Mirandify OpenSource

[MostAwesomeDude]

E's original auditor proposal suggests an auditor, OpenSource, which allows objects to open their AST for inspection on an opt-in basis. But what if we made it opt-out instead?

Let's have a Miranda method which exposes the AST of the current object, or null if not interested in sharing source. Reasons for opting out include being a native object, being a powerful object, being a puzzle between agents which relies on hidden source (think guess-the-number puzzles), etc.

[dckc]

... Reasons for opting out include ... being a powerful object ...

That doesn't seem fail-safe. Am I confused?

[MostAwesomeDude]

Trying to remember my thoughts here. I don't understand why, in the original E auditor proposal, it isn't just automatically the case that every auditable object is OpenSource. Kerchkoff's principle implies that an object isn't powerful on its own; its parameters are what make it powerful. But cryptographic key material could be inlined into an object's AST as a literal. So there's some sorts of powers which might be perfectly well-representable but which the object might want to avoid representing.

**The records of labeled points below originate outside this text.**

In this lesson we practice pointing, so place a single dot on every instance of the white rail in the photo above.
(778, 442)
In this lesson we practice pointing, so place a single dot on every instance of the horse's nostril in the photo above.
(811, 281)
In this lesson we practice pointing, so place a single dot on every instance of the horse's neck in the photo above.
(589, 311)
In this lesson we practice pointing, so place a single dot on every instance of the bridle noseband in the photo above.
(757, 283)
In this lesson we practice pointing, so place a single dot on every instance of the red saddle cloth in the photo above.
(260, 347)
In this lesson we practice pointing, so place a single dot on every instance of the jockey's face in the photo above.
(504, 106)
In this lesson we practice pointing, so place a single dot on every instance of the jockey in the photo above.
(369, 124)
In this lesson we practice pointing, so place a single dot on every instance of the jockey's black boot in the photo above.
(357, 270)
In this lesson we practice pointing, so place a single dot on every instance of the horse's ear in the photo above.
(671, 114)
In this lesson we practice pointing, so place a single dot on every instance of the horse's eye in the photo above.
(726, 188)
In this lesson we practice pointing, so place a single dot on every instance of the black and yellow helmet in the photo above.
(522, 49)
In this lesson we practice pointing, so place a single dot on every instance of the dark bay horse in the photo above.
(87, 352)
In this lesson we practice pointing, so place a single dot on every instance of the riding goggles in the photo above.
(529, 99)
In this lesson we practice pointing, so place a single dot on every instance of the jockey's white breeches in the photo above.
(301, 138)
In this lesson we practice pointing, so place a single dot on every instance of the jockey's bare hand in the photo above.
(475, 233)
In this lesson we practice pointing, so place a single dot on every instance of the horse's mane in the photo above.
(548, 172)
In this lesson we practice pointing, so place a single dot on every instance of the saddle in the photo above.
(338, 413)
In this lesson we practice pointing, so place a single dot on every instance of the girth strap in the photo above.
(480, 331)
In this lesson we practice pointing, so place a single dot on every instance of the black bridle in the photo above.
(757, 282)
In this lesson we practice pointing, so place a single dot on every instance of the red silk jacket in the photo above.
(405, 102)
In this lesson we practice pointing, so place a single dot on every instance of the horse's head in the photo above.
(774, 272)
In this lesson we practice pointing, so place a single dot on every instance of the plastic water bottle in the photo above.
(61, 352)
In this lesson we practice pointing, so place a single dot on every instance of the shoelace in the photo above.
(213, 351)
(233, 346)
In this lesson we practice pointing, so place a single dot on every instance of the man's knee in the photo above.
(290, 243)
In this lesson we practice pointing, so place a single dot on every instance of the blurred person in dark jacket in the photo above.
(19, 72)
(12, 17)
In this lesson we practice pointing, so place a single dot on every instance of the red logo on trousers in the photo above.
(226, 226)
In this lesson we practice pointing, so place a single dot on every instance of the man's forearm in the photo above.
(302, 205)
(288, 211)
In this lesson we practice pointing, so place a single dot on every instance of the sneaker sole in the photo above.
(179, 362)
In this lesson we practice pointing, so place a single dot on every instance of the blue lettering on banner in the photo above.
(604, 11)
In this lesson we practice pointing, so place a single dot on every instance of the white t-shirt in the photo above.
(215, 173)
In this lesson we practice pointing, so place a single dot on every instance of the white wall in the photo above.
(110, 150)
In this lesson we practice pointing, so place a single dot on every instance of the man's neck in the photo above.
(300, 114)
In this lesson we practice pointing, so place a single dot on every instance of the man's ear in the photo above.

But that's not quite the whole story, because there's computability arguments that we can't tell the difference between plain numbers and cryptographically-relevant numbers. So keys will always need some sort of human-readable annotations and guardrails which prevent them from being too easily misused, even though we know that they will promptly be misused. We already do this in Typhon's runtime bindings for libsodium; when we generate keypairs, we wrap them to prevent the bytes being shown too easily, and there's a switch for logging every time a key is revealed.

This is all aside from native objects, which simply might not have a portable or non-circular representation in Kernel-Monte. _makeList comes to mind.